Plaquex activates the enzyme LCAT Lecithin Acyl Cholesterol Transferase) which esterifies cholesterol, including deposits in plaque, enabling HDL to take it up and remove it from vascular walls and eliminate it through the liver.1

Effects on Total Cholesterol


In a documentation of 15 clinical trials with a duration of PC treatment between 1 and 12 months, total cholesterol was lowered 8.8% to 28.2 %. The initial values, route of administration, PC dosage and duration of the treatment determine the amount of the reduction. 11,12,13,14,15,16,17,18,19

 

Diabetics with hypercholesterolemia type 2b and 4 were treated with PC for 6 weeks (pink line) and observed for another 2 weeks against placebo (blue line). The treated group had a significant reduction of total cholesterol levels, but they started to climb again after stopping treatment. This shows the importance of maintenance therapy.

Effects on LDL Cholesterol


In clinical studies in 1160 patients the mean reduction of LDL cholestereol was 31%. The extent of the reduction was determined by the type of hyperlipoproteinemia, the PC dosage and the duration fo treatment. To short a treatment (14 days), to low of a dosage ( less than 1.5 grams) did not have any effect on LDL cholesterol. 20,21,22,23,24,25

 

 

LDL levels during 42 days treatment (green) with 1.9 g of PC per day against Placebo (purple).

 

Effects on HDL Cholesterol
In various studies an increase of HDL Cholesterol was found between 10-45%. Very low initial HDL levels were raised significantly while close to normal initial levels were hardly influenced.26-33,  The effect was more pronounced in non smokers than in smokers.
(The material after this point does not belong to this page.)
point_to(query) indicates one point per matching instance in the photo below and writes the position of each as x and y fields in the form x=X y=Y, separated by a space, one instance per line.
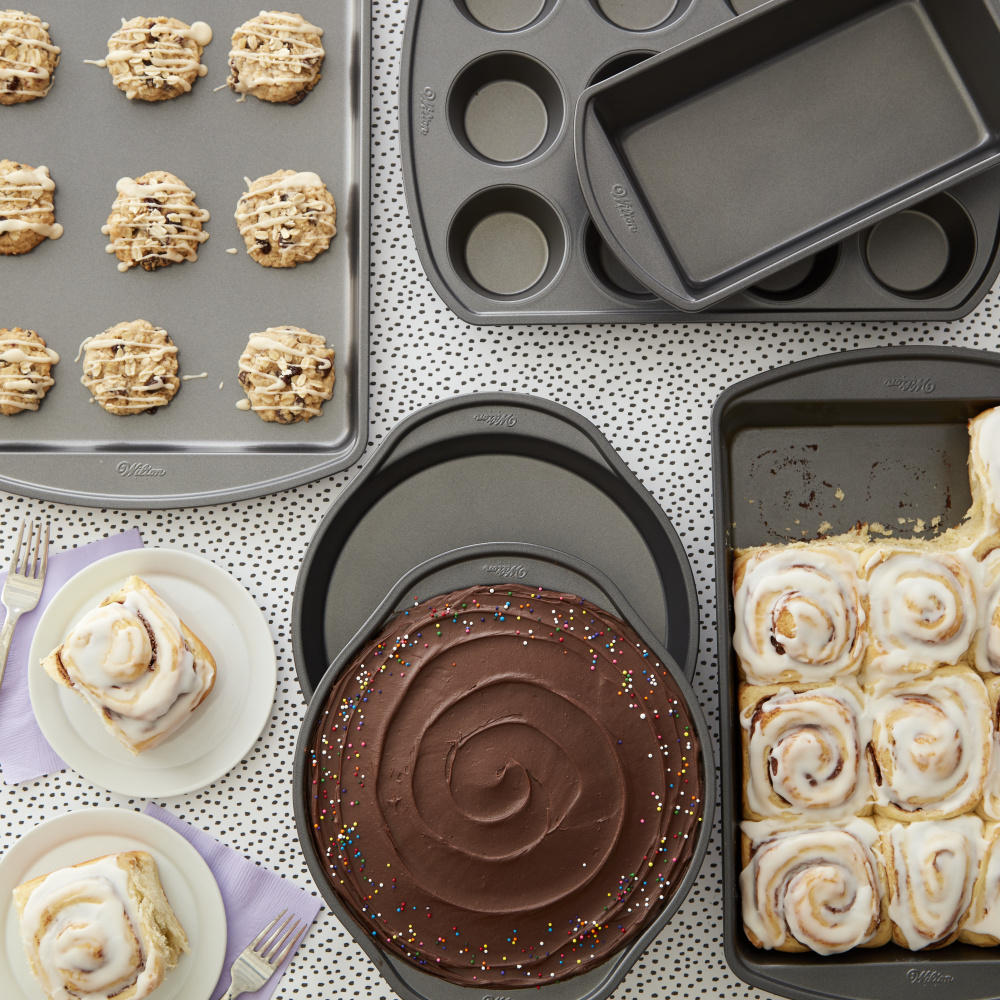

HDL  levels during a 6 week treatment (pink line) with 2.7 g/day against placebo (blue line). Two weeks after stopping treatment, HDL levels begin to decline, showing the importance of maintenance therapy.

Effects on Triglyceride Levels


Elevated Triglyceride levels were treated and observed in 2734 patients. The extent of the reduction was dependent on the initial levels. Very high levels were reduced significantly while close to normal levels were hardly influenced. The mean reduction was a 25% drop. The table below shows the reduction of Triglyceride levels dependent on the method of application and duration of treatment. 22,26,34-36

A correlation was found to caloric intake. The more calories the patient eats, the less the extent of the drop in Triglyceride levels.

Lipid Peroxidation 33,37-39


An important factor in the development of athersclerosis is lipid peroxidation. A close relationship was found between lipid peroxidation and increased platelet aggregation. In vivo and in vitro studies show a decrease in lipid peroxidation parameters when PC is applied. It's surmised that increased Glutathione and SOD levels help reduce/prevent lipid peroxidation.
PC reduces LDL oxidation as well. In a study the time was measured until LDL was oxidized when mixed with various forms of PC or alpha tocopherol as well as an oxidizing agent. When LDL was incubated with unsaturated PC as in Plaquex, the lag time until it oxidized was much longer than with all other forms of PC or alpha Tocopherol.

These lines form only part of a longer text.